The word Ramadan comes from the Arabic root ramiḍa or ar-ramaḍ, which means scorching heat or dryness. Fasting is fard (obligatory) for adult Muslims, except those who are suffering from an illness, travelling, are elderly, pregnant, breastfeeding, diabetic, chronically ill or menstruating.
The name of this month in Arabic can be transliterated into Roman characters as "Ramadan" – the "d" there being a rather arcane and ancient Arabic sound that really has no equivalent in any Indian language or English and is terribly difficult to enunciate. For non-Arabs, the "d" is usually approximated to the soft "d" of "dal-chawal" or (by English speakers) with a hard "d" (as in "dad").

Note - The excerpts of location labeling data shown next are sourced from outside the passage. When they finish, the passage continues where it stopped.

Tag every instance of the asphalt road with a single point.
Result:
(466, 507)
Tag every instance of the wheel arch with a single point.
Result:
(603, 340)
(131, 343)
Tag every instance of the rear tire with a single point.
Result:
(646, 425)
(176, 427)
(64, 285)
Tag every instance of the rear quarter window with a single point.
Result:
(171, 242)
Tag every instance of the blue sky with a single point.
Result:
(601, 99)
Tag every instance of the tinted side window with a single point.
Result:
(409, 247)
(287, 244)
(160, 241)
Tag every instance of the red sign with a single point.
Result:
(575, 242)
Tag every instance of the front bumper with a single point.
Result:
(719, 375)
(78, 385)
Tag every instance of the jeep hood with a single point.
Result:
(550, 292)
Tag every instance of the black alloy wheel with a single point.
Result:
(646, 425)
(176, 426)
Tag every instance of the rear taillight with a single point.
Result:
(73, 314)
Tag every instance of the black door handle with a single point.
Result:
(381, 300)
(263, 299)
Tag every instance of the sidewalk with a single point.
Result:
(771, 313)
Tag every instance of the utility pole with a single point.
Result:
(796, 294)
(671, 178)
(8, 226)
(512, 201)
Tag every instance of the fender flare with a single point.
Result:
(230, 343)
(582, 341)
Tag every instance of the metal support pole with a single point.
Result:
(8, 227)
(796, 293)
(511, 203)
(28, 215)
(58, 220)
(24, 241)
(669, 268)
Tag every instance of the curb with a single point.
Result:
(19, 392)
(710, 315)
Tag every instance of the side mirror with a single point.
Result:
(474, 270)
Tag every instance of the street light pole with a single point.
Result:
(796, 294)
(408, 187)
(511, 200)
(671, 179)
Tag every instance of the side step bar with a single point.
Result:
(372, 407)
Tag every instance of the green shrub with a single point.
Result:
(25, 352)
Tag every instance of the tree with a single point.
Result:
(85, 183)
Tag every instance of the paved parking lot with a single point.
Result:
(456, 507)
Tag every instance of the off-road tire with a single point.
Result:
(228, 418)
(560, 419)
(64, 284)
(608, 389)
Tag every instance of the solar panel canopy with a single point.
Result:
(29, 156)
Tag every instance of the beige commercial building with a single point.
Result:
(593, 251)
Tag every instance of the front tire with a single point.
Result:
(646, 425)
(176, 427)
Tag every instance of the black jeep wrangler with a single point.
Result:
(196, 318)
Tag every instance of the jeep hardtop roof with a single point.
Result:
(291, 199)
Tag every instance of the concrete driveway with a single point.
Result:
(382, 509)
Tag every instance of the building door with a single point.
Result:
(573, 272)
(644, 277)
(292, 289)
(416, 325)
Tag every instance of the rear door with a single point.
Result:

Muslims typically break their fast as the Prophet Muhammad did some 1,400 years ago, by eating sweet dates and drinking water, followed by a sunset prayer. Then, the iftar meals are enjoyed.
These are often lavish affairs of home-cooked platters of rice, stews and meat, as well as spreads of desserts and other sweets.
While Muslims around the world welcomed the start of Raman with traditional greetings and messages of peace, the start of the Muslim holy month in the Gaza Strip was marked by sounds of outgoing Palestinian rockets and incoming Israeli airstrikes.
Families often shop for food items in the days before Ramzan, but most shops and markets in Gaza were closed due to the heavy round of cross-border fighting.
"We got used to this situation, we don't care anymore," said Rushdi Anbar, a 42-year-old architect, as he hurried through one of the few markets still open.
In 2014, the latest of three deadly wars between Israel and Gaza's Hamas rulers began in the second week of Ramzan and lasted for 50 days. Anwar Zeydieh, a mother of three, said she fears a similar scenario this Ramzan. "I don't think we are ready to endure all this suffering again.